Шляпа медленно вращалась в его нервных пальцах, и он увидел, что женщина продолжает наблюдать за шляпой.
— И как это — смотреть чужую комнату, в которой больше не живешь! — сказала она.
— Я был здесь счастлив, — промолвил он тихо. — Вот причина.
Женщина переспросила:
— Счастлив? Здесь?
И вдруг поняла, о чем он просит, потому что напряжение слетело с ее красного распаренного лица.

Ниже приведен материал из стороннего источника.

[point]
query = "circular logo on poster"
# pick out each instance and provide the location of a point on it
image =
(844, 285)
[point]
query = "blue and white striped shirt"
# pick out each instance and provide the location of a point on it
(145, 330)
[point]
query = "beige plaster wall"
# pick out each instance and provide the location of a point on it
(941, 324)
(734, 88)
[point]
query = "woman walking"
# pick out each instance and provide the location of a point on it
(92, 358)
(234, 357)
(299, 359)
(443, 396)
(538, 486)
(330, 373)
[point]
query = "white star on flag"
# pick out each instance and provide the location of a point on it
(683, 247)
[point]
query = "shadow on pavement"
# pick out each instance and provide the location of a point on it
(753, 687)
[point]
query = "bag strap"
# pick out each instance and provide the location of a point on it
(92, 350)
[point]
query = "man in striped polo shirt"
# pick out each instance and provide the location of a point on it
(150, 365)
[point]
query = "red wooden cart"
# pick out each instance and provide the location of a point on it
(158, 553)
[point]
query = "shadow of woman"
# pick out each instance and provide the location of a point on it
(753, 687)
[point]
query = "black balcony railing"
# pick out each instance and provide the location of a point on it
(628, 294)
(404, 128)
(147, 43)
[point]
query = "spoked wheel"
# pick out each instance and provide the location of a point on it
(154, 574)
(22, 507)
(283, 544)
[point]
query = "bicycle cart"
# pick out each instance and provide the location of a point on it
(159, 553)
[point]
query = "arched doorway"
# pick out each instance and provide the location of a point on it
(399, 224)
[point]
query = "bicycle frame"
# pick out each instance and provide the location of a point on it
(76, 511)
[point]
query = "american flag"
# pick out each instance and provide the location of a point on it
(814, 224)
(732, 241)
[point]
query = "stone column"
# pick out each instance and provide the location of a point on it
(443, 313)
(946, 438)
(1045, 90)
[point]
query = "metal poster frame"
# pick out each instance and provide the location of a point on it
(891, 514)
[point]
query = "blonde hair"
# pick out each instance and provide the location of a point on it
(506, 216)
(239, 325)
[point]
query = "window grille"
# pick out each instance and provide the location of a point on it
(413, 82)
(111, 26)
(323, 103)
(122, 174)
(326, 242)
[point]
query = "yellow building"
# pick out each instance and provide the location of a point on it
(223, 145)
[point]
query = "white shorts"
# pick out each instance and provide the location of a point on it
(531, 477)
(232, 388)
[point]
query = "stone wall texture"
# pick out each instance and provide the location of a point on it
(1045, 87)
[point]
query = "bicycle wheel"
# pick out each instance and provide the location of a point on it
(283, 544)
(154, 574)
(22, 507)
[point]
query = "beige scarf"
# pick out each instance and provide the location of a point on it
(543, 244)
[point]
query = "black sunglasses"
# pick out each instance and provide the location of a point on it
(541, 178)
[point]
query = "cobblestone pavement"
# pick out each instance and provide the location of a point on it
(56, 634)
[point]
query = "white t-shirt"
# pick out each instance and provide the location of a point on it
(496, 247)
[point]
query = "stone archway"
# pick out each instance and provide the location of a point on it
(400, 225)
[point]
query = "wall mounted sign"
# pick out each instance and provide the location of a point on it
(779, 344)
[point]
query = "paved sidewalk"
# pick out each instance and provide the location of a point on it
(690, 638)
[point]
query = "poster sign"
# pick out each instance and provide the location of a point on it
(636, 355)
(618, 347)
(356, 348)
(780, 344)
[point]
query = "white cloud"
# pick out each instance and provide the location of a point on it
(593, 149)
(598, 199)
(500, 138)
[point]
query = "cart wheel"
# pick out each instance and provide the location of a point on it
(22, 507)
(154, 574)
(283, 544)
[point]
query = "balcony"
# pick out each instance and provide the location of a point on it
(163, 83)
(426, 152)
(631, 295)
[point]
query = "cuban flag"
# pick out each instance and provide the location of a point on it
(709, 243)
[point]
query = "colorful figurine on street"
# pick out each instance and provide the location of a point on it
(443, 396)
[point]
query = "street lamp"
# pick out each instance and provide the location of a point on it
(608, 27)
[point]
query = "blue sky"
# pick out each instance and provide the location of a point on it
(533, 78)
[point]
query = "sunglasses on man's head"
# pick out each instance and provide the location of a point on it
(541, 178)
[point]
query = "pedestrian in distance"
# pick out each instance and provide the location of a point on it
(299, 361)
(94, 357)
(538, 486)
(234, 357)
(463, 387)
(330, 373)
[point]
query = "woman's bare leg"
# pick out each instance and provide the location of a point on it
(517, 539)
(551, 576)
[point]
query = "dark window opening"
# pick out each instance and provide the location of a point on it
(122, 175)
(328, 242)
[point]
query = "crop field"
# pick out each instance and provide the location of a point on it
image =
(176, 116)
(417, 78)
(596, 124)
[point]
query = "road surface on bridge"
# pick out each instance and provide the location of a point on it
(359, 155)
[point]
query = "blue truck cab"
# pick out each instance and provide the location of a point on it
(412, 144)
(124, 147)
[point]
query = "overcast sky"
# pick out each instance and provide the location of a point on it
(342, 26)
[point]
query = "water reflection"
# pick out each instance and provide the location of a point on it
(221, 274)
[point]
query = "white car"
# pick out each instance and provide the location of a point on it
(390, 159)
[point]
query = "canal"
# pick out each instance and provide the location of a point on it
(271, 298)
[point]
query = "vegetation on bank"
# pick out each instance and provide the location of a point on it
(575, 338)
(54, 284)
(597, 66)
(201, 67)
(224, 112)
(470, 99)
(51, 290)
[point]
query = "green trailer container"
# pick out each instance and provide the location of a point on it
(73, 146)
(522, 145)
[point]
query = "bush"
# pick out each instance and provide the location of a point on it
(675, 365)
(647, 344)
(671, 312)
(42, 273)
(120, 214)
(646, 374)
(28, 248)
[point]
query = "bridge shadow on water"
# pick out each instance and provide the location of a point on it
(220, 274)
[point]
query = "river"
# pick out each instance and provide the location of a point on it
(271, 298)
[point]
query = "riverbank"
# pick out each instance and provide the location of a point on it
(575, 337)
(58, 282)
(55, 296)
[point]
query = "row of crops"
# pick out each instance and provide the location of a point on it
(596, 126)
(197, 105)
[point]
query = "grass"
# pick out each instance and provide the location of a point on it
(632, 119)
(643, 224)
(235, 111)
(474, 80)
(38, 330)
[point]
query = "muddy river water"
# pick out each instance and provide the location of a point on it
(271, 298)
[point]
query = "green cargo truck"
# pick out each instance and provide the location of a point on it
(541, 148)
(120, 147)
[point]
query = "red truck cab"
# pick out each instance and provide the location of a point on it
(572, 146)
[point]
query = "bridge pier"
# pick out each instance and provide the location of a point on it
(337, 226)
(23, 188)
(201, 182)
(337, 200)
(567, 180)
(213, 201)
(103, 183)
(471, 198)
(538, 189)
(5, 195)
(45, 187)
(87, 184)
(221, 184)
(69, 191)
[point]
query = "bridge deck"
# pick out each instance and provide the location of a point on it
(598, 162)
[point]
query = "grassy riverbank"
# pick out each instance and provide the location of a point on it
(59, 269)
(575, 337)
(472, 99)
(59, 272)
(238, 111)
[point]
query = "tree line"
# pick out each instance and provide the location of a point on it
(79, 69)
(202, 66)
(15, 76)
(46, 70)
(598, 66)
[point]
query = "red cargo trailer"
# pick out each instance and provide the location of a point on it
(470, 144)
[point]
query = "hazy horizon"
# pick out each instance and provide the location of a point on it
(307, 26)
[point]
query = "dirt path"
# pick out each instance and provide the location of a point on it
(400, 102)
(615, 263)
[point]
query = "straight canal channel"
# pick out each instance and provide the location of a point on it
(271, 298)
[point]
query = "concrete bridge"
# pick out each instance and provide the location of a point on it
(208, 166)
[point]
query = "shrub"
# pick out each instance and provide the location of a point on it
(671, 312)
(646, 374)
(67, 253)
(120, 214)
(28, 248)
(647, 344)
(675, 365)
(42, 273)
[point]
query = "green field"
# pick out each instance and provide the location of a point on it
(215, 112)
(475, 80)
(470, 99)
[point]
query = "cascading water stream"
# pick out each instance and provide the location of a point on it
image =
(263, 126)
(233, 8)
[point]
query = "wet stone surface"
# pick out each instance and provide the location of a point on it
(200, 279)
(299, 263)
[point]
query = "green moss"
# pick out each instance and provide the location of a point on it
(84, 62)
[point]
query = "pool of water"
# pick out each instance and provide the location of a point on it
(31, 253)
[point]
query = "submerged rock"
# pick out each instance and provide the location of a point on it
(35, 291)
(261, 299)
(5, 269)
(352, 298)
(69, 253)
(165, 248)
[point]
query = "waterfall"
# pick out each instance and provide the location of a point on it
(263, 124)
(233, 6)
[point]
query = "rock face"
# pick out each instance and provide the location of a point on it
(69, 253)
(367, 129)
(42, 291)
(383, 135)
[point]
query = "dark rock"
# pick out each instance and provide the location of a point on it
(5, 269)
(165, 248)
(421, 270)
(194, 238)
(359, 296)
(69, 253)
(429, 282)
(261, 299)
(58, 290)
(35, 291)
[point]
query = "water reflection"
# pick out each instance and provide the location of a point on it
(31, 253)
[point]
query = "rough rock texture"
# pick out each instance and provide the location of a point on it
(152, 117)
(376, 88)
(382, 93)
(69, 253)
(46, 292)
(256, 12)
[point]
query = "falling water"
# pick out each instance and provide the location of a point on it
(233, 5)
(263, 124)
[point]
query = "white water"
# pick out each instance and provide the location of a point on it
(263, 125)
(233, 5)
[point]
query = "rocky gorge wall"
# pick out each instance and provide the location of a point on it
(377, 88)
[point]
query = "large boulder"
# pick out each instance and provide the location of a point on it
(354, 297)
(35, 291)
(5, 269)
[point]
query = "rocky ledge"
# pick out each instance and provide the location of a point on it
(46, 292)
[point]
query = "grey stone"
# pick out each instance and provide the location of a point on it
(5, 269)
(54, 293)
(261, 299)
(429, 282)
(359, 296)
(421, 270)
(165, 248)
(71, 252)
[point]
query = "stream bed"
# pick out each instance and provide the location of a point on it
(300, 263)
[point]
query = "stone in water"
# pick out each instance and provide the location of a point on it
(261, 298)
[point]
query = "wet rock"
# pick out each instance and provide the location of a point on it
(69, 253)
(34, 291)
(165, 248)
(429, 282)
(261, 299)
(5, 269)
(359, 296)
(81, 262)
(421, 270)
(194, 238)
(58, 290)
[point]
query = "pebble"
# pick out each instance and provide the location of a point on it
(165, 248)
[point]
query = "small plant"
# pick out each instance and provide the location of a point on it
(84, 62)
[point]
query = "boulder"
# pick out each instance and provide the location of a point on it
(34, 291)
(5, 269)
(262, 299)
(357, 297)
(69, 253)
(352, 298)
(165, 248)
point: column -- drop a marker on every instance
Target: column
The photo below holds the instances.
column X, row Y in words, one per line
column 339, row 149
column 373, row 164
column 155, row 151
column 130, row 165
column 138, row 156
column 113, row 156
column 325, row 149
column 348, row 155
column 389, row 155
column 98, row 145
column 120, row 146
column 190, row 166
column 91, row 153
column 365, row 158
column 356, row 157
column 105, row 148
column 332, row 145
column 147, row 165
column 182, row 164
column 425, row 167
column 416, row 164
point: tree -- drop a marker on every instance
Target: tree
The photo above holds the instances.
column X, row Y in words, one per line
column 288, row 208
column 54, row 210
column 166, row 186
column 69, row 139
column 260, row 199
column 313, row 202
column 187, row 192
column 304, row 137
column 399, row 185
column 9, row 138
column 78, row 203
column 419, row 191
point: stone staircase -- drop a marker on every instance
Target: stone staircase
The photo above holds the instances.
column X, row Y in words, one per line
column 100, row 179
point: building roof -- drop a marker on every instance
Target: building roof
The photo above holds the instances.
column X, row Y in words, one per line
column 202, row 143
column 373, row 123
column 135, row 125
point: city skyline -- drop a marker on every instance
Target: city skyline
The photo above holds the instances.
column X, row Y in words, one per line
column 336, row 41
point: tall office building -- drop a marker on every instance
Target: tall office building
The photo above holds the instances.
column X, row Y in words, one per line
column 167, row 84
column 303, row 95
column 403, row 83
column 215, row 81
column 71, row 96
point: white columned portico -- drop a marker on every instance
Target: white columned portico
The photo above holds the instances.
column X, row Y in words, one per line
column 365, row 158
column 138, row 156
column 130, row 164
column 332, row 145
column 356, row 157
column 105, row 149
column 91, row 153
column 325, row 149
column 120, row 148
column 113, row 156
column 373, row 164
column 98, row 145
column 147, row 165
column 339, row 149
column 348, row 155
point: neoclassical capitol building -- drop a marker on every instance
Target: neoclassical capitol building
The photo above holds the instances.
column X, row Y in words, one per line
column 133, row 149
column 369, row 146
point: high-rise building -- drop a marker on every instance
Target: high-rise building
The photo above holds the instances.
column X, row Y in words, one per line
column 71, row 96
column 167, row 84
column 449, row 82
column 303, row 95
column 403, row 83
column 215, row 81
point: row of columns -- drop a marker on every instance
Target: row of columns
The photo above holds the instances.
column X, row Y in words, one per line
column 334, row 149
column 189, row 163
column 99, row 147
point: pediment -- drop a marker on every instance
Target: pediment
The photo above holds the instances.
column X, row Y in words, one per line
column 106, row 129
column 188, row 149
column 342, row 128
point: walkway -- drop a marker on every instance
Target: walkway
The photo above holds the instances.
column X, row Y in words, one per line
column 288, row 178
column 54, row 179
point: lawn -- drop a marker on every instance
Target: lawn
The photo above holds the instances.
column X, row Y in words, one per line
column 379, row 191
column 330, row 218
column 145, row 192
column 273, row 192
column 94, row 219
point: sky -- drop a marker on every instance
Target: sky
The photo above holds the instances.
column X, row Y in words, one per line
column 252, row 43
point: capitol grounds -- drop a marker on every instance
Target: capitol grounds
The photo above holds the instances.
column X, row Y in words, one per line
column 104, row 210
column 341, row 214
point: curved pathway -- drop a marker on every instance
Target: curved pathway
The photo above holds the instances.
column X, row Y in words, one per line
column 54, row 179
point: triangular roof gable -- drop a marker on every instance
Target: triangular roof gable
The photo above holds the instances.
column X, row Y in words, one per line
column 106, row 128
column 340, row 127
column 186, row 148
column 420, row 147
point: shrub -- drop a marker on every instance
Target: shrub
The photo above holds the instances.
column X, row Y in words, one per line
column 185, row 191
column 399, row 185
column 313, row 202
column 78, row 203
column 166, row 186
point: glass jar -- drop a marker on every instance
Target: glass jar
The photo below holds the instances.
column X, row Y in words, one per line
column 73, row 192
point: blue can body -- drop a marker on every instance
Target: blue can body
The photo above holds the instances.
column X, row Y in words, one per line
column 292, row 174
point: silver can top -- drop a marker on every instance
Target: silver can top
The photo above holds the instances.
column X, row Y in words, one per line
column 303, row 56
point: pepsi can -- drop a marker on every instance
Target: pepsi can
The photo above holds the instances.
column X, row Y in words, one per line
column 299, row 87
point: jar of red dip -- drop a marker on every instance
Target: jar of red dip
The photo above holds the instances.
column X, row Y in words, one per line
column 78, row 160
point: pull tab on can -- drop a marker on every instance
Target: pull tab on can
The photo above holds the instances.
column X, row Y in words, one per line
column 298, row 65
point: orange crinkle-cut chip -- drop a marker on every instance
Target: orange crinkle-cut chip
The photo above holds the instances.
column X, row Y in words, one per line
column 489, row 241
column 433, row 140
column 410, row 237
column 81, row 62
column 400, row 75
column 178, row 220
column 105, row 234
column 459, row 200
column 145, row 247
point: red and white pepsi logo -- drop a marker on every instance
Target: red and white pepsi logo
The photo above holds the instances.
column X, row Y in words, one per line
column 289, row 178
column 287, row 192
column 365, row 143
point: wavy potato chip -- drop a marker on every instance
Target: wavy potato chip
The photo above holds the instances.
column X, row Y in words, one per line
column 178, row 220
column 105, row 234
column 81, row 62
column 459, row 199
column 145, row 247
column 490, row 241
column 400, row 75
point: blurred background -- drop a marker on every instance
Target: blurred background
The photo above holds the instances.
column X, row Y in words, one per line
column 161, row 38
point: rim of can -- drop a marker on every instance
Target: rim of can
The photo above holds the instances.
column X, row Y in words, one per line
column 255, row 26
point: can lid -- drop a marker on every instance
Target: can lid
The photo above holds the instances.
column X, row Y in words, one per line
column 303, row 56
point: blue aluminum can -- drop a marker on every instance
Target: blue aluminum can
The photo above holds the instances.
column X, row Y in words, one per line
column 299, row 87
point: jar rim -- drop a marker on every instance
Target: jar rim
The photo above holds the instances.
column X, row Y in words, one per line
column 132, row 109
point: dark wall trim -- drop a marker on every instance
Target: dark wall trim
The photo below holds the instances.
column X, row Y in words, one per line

Не ответив, она пошла по коридору, шла долго, все дальше, уменьшаясь ростом.
— Георгий! — закричала она.
«Будет все другое, — сказала он себе. — Обои, вещи, люстра под потолком, и чужой запах, и чужие чашки на столе, и чужая кровать, застеленная чужим покрывалом… Как я войду?»
Коридорная лампочка помрачалась от ударов его сердца.
— Георгий! Ты дома? — еще раз крикнула женщина в фиолетовом халате и постучала в дверь.
— Нет, — поспешно произнес он. — Не эта комната. Я жил в угловой.
Женщина сказала удивленно:
— Там квартирная кладовка.
Не спеша, улыбаясь, он проплыл всю бесконечность коридора…
Где прежде была дверь, его встретил пустой проем.
Он проник в этот свободный проем, барахтаясь, захлебываясь, стал пробираться в лабиринте коробок, велосипедов, чемоданов, между детскими колясками, лыжами, даже старая газовая плита была здесь, между эмалированными ведрами, ванночками, заштопанными матрацами, перевязанными бечевкой раскладушками, — к окну, к взгляду на пустырь, к мальчишкам, которые жгли костер и лица их в черноте ночи алели…
И осветилось перед ним окно.
Он посмотрел вниз и увидел себя, стоящего у самой величайшей из всех глухих стен. А вокруг белел снег.